My cell phone constantly rings, converted into a de facto dumping ground for robot dialing, trespassing telemarketers. I’m not sure how this happened. I did not invite them into my private space and I wish they would go away.
My cell phone is a private space. From the home screen with a photo taken while my wife and I stood along the Pacific Ocean one chilly February afternoon to the Kenny Chesney music stored away for when I need a cool breeze of relief from the 40-grit sandpaper day. My cell phone is also home to strings of group text messages from my son, daughter, and wife – each dripping with the loving sarcasm only a family can deliver.
My cellphone is my personal and deeply intimate world. And I want my privacy back.
When I was a kid, a beige telephone hung from the wall in the kitchen. With a pigtail cord, you could walk clear over to the stove but not much further. And when the muffled but ear-piercing bells rang, you would run from wherever in the house you might be. After all, it might be long-distance.
But as much as we respected our telephone, we also viewed it as something akin to a public utility – much like the electricity running through the walls or the water dripping from the faucet over the kitchen sink.
I remember when telemarketers would interrupt our family dinnertime, and the caller would be lucky enough to get my dad on the line. He’d listen for a few moments like a cat waiting calmly for a few moments for its prey to drop down its defenses.
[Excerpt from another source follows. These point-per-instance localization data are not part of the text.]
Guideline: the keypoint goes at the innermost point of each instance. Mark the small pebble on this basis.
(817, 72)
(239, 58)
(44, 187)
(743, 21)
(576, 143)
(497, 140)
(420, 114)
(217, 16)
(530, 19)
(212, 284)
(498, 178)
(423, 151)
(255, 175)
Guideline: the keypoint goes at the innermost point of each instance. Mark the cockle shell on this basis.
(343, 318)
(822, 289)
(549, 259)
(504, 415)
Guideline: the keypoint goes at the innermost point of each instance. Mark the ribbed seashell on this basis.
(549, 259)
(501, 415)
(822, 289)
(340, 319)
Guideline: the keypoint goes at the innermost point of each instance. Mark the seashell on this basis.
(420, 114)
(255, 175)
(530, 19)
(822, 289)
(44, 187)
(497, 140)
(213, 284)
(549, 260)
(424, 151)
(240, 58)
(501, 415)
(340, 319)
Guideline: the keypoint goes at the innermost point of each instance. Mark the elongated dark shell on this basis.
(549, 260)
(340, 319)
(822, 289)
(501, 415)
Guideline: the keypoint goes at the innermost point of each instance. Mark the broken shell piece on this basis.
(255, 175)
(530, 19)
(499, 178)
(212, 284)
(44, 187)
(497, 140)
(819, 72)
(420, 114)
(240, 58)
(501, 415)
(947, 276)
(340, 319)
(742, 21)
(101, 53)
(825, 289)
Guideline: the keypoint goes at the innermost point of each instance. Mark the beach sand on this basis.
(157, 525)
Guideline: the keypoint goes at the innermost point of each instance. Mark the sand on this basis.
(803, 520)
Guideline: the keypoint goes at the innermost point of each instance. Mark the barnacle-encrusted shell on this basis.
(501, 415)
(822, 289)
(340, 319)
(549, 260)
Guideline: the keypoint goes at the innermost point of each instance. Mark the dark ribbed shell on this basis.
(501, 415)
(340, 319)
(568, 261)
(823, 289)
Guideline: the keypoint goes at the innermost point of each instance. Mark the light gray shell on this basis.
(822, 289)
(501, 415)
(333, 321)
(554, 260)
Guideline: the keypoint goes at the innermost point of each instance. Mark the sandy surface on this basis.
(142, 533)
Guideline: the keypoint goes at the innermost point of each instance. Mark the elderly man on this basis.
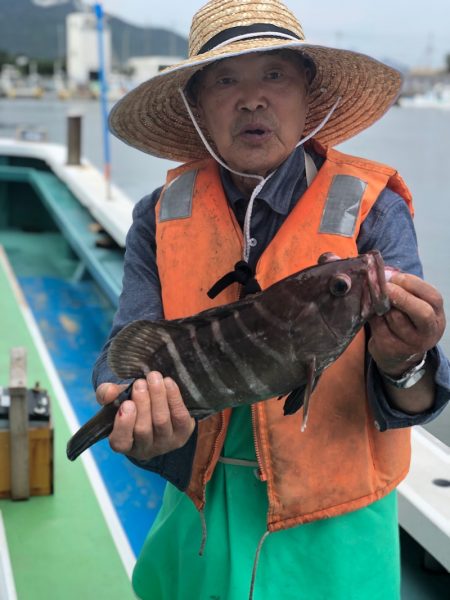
(238, 112)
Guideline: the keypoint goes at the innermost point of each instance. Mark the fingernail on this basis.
(125, 409)
(154, 377)
(140, 385)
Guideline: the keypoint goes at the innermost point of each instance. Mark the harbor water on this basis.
(416, 141)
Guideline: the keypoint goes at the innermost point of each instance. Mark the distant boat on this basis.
(437, 97)
(63, 243)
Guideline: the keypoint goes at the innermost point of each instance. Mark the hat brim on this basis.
(153, 117)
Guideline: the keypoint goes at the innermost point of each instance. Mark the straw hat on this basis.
(153, 117)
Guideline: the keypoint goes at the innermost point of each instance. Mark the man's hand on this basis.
(153, 422)
(400, 338)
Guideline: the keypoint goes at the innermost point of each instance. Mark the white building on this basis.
(83, 62)
(144, 67)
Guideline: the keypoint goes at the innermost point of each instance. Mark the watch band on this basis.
(409, 378)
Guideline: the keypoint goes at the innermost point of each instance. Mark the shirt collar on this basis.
(278, 191)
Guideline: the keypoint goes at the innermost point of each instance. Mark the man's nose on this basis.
(251, 97)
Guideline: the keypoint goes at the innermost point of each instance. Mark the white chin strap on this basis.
(262, 180)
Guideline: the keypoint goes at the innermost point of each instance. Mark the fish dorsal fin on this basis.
(131, 350)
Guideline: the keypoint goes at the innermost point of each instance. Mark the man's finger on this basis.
(143, 426)
(160, 414)
(421, 313)
(419, 288)
(182, 422)
(107, 392)
(122, 438)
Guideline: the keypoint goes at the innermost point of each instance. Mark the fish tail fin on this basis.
(96, 429)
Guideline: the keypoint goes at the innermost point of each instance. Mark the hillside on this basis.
(40, 33)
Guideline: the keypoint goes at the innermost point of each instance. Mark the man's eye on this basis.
(225, 81)
(274, 75)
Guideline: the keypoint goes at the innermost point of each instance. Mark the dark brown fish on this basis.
(273, 343)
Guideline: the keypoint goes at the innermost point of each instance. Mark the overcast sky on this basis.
(406, 31)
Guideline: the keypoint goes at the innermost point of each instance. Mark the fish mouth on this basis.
(376, 279)
(255, 132)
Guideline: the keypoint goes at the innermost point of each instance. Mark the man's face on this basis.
(254, 107)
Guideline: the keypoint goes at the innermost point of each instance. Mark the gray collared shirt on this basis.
(388, 228)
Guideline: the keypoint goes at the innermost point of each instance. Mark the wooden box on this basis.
(40, 440)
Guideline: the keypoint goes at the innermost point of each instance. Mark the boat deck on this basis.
(51, 540)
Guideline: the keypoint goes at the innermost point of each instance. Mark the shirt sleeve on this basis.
(389, 228)
(141, 290)
(141, 299)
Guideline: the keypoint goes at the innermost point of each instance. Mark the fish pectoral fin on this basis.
(311, 382)
(132, 348)
(294, 401)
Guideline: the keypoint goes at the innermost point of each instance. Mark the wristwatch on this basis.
(409, 378)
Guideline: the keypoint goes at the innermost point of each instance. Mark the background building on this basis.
(82, 49)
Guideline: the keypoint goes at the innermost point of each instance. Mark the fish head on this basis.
(340, 295)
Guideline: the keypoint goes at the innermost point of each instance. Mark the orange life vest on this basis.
(341, 462)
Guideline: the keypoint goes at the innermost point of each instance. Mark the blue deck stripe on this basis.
(75, 320)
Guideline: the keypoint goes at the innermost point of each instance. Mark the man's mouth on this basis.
(254, 132)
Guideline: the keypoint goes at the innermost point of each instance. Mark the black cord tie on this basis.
(243, 274)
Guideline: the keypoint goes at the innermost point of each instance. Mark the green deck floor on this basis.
(52, 539)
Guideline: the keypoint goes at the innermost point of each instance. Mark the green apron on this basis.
(351, 557)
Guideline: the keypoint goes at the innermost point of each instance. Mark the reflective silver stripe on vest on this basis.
(342, 205)
(176, 201)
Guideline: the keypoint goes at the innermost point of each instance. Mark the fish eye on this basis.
(340, 285)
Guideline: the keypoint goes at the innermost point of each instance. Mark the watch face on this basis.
(409, 378)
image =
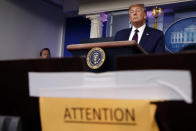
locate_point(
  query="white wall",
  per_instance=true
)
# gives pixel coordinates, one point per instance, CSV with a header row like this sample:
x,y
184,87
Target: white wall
x,y
97,6
26,26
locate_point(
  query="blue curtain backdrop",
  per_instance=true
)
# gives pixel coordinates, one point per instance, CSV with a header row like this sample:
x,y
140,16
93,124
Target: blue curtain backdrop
x,y
78,28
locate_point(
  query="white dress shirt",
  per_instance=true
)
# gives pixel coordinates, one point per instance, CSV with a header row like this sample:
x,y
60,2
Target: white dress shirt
x,y
141,30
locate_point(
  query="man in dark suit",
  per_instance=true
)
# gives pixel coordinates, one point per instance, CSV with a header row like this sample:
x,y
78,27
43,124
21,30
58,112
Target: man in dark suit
x,y
152,40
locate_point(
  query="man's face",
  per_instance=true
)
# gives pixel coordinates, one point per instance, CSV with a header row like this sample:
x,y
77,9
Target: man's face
x,y
45,54
137,15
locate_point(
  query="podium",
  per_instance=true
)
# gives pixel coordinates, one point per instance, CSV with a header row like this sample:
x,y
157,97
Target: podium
x,y
112,51
15,99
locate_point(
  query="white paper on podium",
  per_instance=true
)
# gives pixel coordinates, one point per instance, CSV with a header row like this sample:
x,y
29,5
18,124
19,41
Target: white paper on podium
x,y
142,84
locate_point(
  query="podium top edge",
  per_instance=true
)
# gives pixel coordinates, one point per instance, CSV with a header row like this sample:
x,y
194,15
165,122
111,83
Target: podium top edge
x,y
112,44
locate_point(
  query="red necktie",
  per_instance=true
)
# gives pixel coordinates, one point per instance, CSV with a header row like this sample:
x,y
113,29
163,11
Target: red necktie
x,y
135,36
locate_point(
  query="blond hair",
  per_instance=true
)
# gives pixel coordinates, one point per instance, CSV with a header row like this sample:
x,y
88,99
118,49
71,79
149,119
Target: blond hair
x,y
138,5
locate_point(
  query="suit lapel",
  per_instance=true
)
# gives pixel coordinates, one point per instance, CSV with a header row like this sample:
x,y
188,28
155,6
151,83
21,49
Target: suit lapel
x,y
145,36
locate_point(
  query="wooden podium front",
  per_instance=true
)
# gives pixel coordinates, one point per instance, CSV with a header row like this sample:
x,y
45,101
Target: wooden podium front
x,y
112,50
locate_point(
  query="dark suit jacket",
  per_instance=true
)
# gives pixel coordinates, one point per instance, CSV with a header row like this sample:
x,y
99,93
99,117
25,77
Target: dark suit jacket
x,y
152,40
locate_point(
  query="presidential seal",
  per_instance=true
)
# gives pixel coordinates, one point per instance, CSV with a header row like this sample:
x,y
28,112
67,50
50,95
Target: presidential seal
x,y
95,58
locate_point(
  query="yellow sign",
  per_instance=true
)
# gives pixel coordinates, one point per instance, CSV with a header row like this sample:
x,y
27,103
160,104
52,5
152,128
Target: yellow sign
x,y
63,114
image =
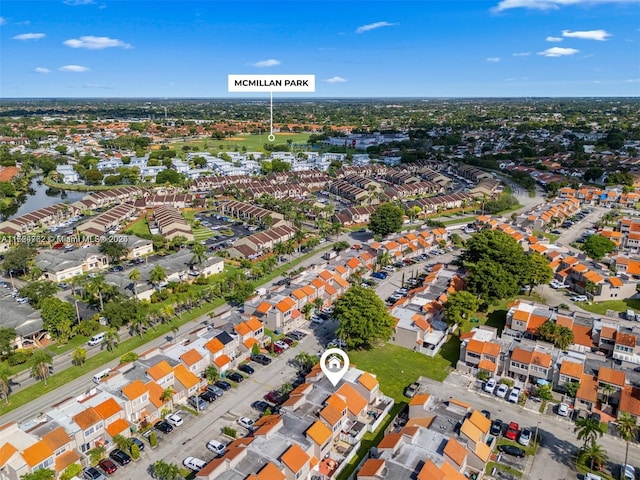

And then my dad would spring in for the kill.
“Is this one of those damn recordings?”
On the other side of the call you could hear the pitch jaggedly interrupted, a bit of hemming and hawing, and then, sensing his moment, my dad would throw down his theatrically delivered closing line.
“Sorry, I don’t buy from people I don’t know and call me on the phone.”
And without another word, he would calmly replace the handset – many times with the voice on the other end trying to restart their pitch – as if nothing ever happened.
Today my cell phone lights up all day with the names of cities I’ve never visited and area codes I don’t recognize.
There was a time I loved my cell phone. To me, it represented the ultimate in privacy and convenience. I could drop off the face of the world and be back in a moment if need be.
But today my cell phone is the bane of my existence – now the 40-grit sandpaper of my life. Robot-calling thieves have stolen a private and valuable space. And with each passing day, this little device looks more and more like a perfect skipping rock.